Discurso familiar de Janucá
Quiero aprovechar este momento, ahora que estamos reunidos, para compartir lo que significa para mí Janucá, especialmente en estos tiempos que nos toca vivir.
Cada año encendemos las velas, decimos las bendiciones y cantamos. Pero este año —y quizá ustedes también lo sienten— todo tiene un peso distinto. El mundo se siente más tenso, más frágil, y a veces más duro para nosotros como judíos. Hemos visto palabras de odio, situaciones que duelen, gestos que uno desearía que hubieran quedado en el pasado. Y a veces, incluso sin decirlo, eso nos toca a cada uno en un lugar muy personal.
Y sin embargo, aquí estamos. En familia. Encendiendo la janukiá.
Para mí, eso es Janucá hoy: este acto sencillo, íntimo, pero poderoso de traer luz a nuestra casa. Una luz que no se esconde, que se coloca en la ventana, que se deja ver. Una luz que dice: seguimos aquí, seguimos siendo quienes somos, sin miedo y con orgullo.
Cuando veo las velas encenderse una por una, pienso en nuestros abuelos, en nuestros bisabuelos, en todas las generaciones que, en circunstancias mucho más difíciles, hicieron exactamente lo mismo que estamos haciendo esta noche. Ellos encendieron la luz porque creían en algo más grande que el miedo. Y nosotros la encendemos por ellos y por quienes vendrán después de nosotros.
En estos días en los que a veces el mundo parece confundido, dividido o incluso hostil, Janucá nos recuerda algo muy simple: que la luz se multiplica. Que no hace falta tener mucha; basta empezar con una. Y que cuando juntos encendemos la siguiente y la siguiente, la oscuridad retrocede aunque sea un poco.
No sé ustedes, pero yo encuentro consuelo en eso. En saber que nuestra tradición sigue viva no por costumbre, sino por decisión. Porque cada uno de nosotros elige mantener esta luz encendida, aquí, en esta casa, rodeados de quienes más queremos.
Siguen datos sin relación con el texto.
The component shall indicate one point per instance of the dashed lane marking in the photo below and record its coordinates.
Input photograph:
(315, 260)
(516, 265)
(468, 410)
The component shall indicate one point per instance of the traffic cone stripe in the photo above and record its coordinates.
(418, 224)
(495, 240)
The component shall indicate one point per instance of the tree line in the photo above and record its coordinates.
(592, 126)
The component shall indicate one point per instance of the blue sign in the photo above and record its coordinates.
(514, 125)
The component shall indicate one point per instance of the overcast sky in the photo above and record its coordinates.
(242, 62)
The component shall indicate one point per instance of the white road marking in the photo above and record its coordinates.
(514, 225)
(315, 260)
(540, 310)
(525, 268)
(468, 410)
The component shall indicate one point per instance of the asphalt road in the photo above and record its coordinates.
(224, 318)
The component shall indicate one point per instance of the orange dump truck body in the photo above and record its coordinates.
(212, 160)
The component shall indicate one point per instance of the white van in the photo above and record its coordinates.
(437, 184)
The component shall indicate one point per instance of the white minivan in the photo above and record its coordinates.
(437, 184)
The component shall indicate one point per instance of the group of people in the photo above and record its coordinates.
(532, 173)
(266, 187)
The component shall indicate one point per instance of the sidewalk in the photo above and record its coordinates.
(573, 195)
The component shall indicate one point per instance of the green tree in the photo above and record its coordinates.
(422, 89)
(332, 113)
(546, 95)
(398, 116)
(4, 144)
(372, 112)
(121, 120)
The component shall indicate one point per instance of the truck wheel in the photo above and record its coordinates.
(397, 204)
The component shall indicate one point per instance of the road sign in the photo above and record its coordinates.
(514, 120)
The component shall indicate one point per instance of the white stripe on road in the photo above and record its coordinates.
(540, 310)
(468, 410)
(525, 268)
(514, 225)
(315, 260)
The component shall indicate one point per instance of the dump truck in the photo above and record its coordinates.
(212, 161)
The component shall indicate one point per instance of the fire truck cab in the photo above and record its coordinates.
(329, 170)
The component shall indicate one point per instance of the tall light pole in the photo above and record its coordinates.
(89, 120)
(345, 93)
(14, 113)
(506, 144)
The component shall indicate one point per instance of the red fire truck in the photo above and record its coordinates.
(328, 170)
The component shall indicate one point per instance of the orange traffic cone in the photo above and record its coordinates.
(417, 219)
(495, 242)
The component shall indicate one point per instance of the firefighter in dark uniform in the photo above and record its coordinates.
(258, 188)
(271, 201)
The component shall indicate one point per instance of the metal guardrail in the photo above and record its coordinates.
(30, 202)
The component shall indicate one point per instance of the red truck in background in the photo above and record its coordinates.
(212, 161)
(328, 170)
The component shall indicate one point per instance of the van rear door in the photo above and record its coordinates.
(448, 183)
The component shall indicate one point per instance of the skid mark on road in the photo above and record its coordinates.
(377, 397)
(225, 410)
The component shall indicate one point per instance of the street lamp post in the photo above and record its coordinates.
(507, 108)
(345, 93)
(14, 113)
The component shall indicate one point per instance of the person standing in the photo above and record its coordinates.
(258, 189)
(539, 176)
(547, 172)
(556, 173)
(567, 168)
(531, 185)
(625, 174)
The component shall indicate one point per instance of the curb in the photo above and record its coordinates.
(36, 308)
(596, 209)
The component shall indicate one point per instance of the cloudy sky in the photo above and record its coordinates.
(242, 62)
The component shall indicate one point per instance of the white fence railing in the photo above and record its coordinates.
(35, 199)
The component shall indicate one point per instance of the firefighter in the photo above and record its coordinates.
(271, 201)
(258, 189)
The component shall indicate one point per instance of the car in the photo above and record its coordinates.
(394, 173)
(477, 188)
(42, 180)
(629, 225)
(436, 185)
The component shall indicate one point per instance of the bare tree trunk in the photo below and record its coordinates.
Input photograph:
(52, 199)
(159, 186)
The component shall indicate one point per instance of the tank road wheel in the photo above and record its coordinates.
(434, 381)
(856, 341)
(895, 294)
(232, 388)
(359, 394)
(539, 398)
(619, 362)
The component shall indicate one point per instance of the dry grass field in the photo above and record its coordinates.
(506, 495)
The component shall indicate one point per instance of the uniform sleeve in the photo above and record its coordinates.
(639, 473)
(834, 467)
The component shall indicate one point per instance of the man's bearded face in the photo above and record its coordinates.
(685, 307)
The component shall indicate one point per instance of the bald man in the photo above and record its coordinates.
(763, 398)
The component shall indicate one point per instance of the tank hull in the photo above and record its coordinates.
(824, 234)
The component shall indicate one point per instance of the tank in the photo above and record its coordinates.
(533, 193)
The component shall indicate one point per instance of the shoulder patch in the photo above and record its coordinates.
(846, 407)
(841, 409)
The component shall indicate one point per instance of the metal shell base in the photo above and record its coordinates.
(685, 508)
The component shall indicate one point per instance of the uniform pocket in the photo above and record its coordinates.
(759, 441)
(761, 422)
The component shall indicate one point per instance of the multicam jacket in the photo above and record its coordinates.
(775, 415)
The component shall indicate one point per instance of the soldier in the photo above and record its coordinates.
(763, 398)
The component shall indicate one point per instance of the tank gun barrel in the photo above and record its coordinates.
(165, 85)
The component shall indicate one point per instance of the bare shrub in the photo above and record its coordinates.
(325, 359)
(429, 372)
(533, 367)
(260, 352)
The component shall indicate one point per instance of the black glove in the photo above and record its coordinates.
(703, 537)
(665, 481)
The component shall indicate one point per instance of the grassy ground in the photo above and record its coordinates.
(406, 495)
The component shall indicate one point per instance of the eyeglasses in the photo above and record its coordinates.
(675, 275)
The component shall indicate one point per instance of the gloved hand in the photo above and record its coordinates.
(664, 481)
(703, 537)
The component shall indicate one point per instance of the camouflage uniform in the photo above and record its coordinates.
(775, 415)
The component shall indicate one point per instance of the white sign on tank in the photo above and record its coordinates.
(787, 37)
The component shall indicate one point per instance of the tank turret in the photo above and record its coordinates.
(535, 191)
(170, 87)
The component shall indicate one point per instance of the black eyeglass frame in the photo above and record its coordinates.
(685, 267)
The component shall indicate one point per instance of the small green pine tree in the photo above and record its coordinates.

Así que hoy, cuando encendamos la siguiente vela, quiero que lo hagamos con intención. Por nuestra identidad, por nuestra historia, por los que la pasaron peor que nosotros, por los que hoy la están pasando difícil, y también por nosotros mismos, para recordarnos que no estamos solos y que nuestra luz, aunque pequeña, vale muchísimo.
Gracias por estar aquí, por mantener viva esta tradición, y por ser parte de esta luz que seguimos construyendo juntos.